May 31st, 2017 - Wayne Proudfoot, “Pragmatism and Genealogy” (Si-mian Lectures on Humanities No. 358)

2017-05-24  

Title: Pragmatism and Genealogy

Lecturer: Wayne Proudfoot (Professor of Religion, Columbia University)

Chairperson: WANG Yinli (Associate Professor, Department of Philosophy, East China Normal University)

Date: 1 pm, May 31st, 2017 (Wednesday)

Venue: Room 5103, Building of School of Humanities, Minhang Campus, ECNU

Sponsor: Si-mian Institute for Advanced Studies in Humanities, ECNU

  

Abstract of the Lecture:

American pragmatism and continental philosophy since Immanuel Kant have a lot in common and much to offer one another. I will look again at James’s Varieties and his lectures on Pragmatism. The pragmatic emphasis on genuine inquiry and the critical reflection on self and society in German idealism can benefit each other.

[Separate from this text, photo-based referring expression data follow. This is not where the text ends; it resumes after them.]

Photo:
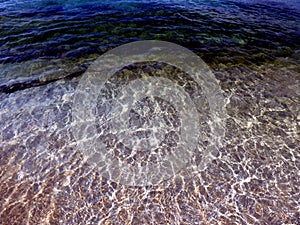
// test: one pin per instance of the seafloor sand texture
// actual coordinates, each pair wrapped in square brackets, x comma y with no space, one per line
[253,180]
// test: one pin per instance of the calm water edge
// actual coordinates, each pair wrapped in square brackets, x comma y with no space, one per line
[253,49]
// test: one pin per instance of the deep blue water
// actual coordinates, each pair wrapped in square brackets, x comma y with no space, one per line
[31,29]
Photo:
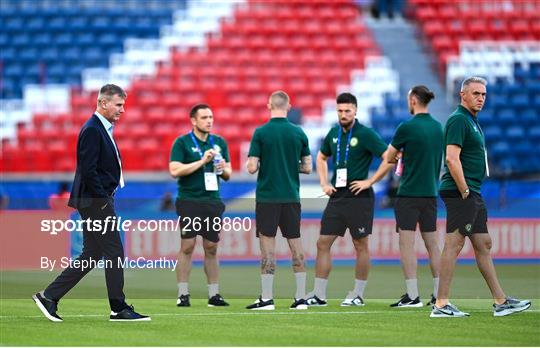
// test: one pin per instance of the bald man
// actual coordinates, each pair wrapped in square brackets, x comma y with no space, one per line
[279,151]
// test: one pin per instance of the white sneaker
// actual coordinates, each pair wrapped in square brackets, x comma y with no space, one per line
[448,311]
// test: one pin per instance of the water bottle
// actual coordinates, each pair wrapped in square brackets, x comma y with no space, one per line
[399,167]
[217,160]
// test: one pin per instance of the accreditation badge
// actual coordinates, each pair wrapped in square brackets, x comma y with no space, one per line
[210,181]
[341,177]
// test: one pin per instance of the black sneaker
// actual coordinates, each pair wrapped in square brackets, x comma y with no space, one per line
[128,314]
[352,302]
[183,301]
[47,307]
[260,305]
[448,311]
[405,301]
[315,301]
[431,302]
[299,304]
[216,301]
[511,305]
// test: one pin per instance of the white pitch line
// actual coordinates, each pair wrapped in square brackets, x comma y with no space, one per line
[401,311]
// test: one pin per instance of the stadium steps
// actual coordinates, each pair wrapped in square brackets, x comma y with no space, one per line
[398,42]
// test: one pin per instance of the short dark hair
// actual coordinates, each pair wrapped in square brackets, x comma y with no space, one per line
[196,109]
[346,98]
[423,94]
[108,91]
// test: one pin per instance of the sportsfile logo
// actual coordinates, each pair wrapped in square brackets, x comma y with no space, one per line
[117,223]
[110,223]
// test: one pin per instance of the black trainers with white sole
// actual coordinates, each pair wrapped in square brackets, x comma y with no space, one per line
[431,302]
[299,304]
[128,314]
[47,307]
[217,301]
[352,302]
[447,311]
[183,301]
[510,306]
[406,302]
[260,305]
[315,301]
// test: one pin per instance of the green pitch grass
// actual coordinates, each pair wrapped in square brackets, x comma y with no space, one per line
[85,312]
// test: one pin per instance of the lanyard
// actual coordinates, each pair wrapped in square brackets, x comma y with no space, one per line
[473,119]
[346,148]
[475,122]
[197,147]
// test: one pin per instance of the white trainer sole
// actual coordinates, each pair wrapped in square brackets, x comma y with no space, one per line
[265,308]
[44,310]
[511,311]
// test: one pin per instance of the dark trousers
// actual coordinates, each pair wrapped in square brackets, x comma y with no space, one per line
[96,245]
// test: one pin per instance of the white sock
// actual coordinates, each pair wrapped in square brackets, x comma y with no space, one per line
[359,286]
[300,285]
[183,289]
[267,283]
[213,290]
[320,288]
[435,286]
[412,288]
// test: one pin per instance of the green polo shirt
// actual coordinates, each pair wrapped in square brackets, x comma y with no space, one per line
[421,140]
[191,187]
[463,130]
[279,145]
[364,144]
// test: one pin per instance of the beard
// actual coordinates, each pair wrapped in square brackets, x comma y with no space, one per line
[346,124]
[202,130]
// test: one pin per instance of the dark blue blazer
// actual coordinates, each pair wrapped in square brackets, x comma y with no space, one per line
[98,171]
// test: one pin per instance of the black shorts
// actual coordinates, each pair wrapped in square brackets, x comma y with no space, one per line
[270,216]
[469,215]
[345,210]
[201,218]
[411,211]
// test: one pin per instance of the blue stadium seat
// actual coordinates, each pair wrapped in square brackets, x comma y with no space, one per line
[515,133]
[499,150]
[42,40]
[529,117]
[51,32]
[492,133]
[506,116]
[534,134]
[519,101]
[487,119]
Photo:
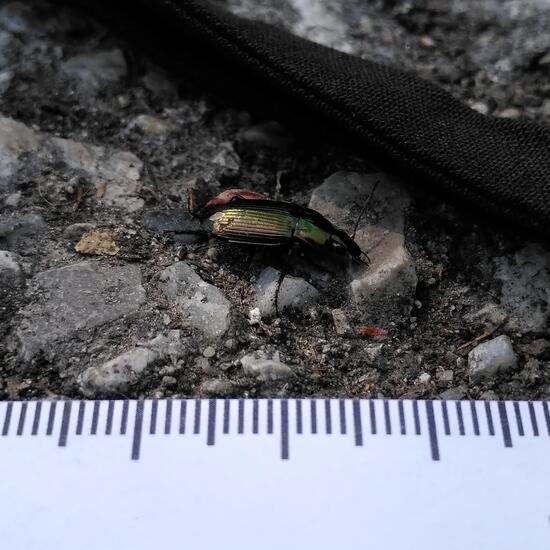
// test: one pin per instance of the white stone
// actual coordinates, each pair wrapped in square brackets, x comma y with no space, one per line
[97,68]
[388,285]
[295,293]
[491,358]
[122,371]
[265,368]
[201,304]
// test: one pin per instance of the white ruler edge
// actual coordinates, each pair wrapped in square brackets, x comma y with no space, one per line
[309,473]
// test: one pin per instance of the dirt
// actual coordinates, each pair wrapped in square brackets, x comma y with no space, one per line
[487,54]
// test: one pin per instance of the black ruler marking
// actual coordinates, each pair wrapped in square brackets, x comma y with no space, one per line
[446,423]
[313,409]
[372,414]
[22,415]
[343,427]
[519,419]
[138,426]
[299,424]
[461,429]
[489,414]
[153,419]
[95,418]
[402,421]
[211,435]
[109,421]
[417,430]
[270,416]
[168,417]
[7,419]
[255,416]
[197,426]
[240,426]
[328,417]
[226,415]
[432,429]
[124,417]
[475,420]
[284,430]
[546,415]
[183,415]
[36,419]
[534,423]
[504,424]
[65,419]
[358,429]
[387,417]
[80,417]
[51,418]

Peirce, James, and John Dewey’s reflections on the social self and on forms of self-deception will be reexamined, by careful attention to Friedrich Nietzsche’s genealogical method and his critical historical and social examination of Christian concepts and practices.

  

Brief Introduction of the Lecturer:

Wayne Proudfoot (B.S., Yale, 1961; B.D., Harvard 1965; Th.M., Harvard,1966; Ph.D., Harvard, 1972) is Professor of Religion and an affiliated member of the Department of Philosophy at Columbia University. His research interests include contemporary philosophy of religion, the ideas of religious experience and mysticism, classical and contemporary pragmatism, and modern Protestant thought. Among his publications are God and the Self, Religious Experience. His current work is on Pragmatism, Genealogy and Naturalism in American religious thought.